Senators voted on Tuesday to stop children under the age of 18 from watching pornography online by making tech platforms verify the age of viewers accessing sexually explicit material.
In a surprise vote in favour of expanding the online streaming bill – which is designed to regulate streaming platforms and make them promote Canadian movies, films and music – the Senate added a clause that would task the broadcasting regulator with finding ways to verify the age of people accessing pornography online.
The change to Bill C-11 was opposed by the government, which said the online streaming bill was not the right vehicle for such a change, but it was successfully added to the bill by Senator Julie Miville-Dechêne with the support of Conservative senators.
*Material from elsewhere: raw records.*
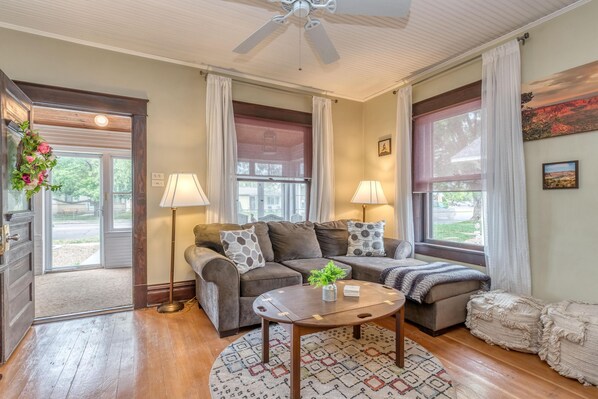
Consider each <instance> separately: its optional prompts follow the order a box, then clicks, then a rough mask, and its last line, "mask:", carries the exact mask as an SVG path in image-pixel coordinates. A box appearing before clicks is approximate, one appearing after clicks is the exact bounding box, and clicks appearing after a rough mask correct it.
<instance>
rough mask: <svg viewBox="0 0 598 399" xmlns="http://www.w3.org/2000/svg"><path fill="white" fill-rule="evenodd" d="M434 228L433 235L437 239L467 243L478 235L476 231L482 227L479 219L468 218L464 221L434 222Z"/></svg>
mask: <svg viewBox="0 0 598 399" xmlns="http://www.w3.org/2000/svg"><path fill="white" fill-rule="evenodd" d="M476 225H477V226H476ZM433 230H434V231H433V236H434V239H436V240H445V241H454V242H461V243H465V242H468V241H469V240H471V239H473V238H474V237H475V236H476V231H479V230H480V227H479V222H478V221H475V220H466V221H464V222H456V223H448V224H441V223H439V224H434V226H433Z"/></svg>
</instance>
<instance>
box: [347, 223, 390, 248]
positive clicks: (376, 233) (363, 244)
mask: <svg viewBox="0 0 598 399" xmlns="http://www.w3.org/2000/svg"><path fill="white" fill-rule="evenodd" d="M384 225H385V223H384V221H380V222H375V223H370V222H364V223H362V222H353V221H349V222H348V223H347V228H348V230H349V248H348V250H347V256H386V252H384Z"/></svg>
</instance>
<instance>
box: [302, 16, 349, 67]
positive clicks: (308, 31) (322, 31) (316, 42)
mask: <svg viewBox="0 0 598 399" xmlns="http://www.w3.org/2000/svg"><path fill="white" fill-rule="evenodd" d="M314 22H317V23H314ZM305 33H307V36H309V38H310V39H311V43H312V45H313V46H314V48H315V49H316V52H317V53H318V55H319V56H320V59H321V60H322V62H323V63H324V64H332V63H333V62H334V61H337V60H338V59H339V58H341V57H340V56H339V55H338V52H337V51H336V48H334V44H332V41H330V37H329V36H328V33H326V29H324V26H323V25H322V24H321V23H320V21H310V22H308V23H307V24H306V25H305Z"/></svg>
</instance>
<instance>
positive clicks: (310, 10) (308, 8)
mask: <svg viewBox="0 0 598 399" xmlns="http://www.w3.org/2000/svg"><path fill="white" fill-rule="evenodd" d="M310 12H311V5H310V4H309V3H308V2H307V1H305V0H298V1H296V2H294V3H293V15H294V16H296V17H298V18H305V17H307V16H308V15H309V13H310Z"/></svg>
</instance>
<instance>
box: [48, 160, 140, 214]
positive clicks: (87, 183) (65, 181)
mask: <svg viewBox="0 0 598 399" xmlns="http://www.w3.org/2000/svg"><path fill="white" fill-rule="evenodd" d="M121 161H122V162H121ZM52 180H53V182H54V183H57V184H60V185H61V186H62V189H61V190H60V194H62V198H61V199H62V200H64V201H66V202H77V201H86V200H89V201H90V202H92V203H95V204H97V203H98V202H99V200H100V159H99V158H83V157H69V156H61V157H60V158H58V164H57V166H56V168H55V169H54V171H53V173H52ZM131 180H132V175H131V162H130V161H129V160H128V159H127V160H125V159H122V160H121V159H115V162H114V191H115V192H127V191H131Z"/></svg>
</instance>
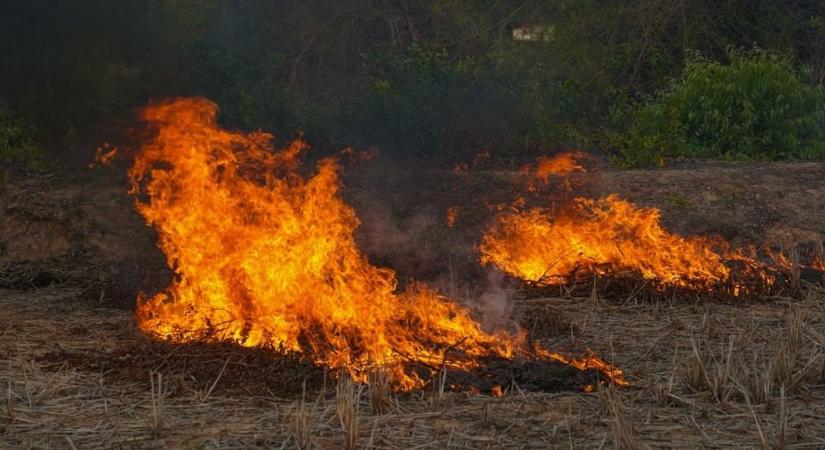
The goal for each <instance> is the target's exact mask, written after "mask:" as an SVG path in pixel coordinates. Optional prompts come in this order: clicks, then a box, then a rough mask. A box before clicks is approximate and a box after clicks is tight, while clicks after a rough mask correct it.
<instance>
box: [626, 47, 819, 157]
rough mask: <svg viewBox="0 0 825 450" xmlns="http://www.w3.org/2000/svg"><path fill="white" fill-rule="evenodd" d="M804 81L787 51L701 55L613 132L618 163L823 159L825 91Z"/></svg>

Ms. Miville-Dechêne told The Globe and Mail that she had been campaigning for years to introduce a change in the law to make pornography platforms introduce age requirements for watching explicit sexual content.
She said France and Germany had already brought in measures to restrict children’s access to pornography, which she said was everywhere online and being watched by children.
The senator has introduced a private member’s bill to achieve the same aim but said she wanted to take advantage of the government bill on online regulation to ensure platforms take action. Private member’s bills rarely become law.
She said parents throughout Canada had expressed concern that teenagers and children had access to graphic pornography meant for adults and that it was warping their sex education and understanding of relationships.
“My priority is to stop kids going on porn platforms,” she said. “A whole generation is doing their sex education there. This would cover the biggest porn platforms in Canada.”
The amendment would add a “policy objective” to the bill and give the Canadian Radio-television Telecommunications Commission flexibility about how it would bring in controls to stop children accessing the sites.
It says platforms “shall implement methods such as age-verification methods to prevent children from accessing programs on the internet that are devoted to depicting, for a sexual purpose, explicit sexual activity.”
Senator Marc Gold, speaking for the government, said it supported measures to protect children, but Bill C-11 was not “the right vehicle to accomplish this important objective.” He said the government was planning to introduce a bill to tackle online harms and action to protect children from pornography would better belong there.
The government may try to reverse the amendment before the bill becomes law.
Laura Scaffidi, spokeswoman for Heritage Minister Pablo Rodriguez, said the bill “is about making sure platforms that benefit from broadcasting to Canadians contribute to our culture.”
Michael Geist, the University of Ottawa’s Canada Research Chair in internet law, said the implications of age verification being introduced to access platforms were “enormous” and would be bound to provoke a constitutional challenge.
He said – depending on how the CRTC decided to implement it – it could apply to platforms such as Twitter and Google, as they could provide access to some explicit content.
“Age verification would raise privacy risks from collecting age data from millions of Canadians,” he said.
But the Canadian Centre for Child Protection said the government needed to step in to make porn platforms check the age of their viewers, saying exposing children to sexually explicit content can cause them “serious harm.”
“The strategy has been to rely on the companies that facilitate access to sexually explicit content to fix this problem, and that approach has failed,” said Monique St. Germain, the centre’s general counsel.
“It is time for government to step in and force companies to do what they ought to have already done. A lot is done to protect children from this type of content in the physical world, and we need similar protections online.”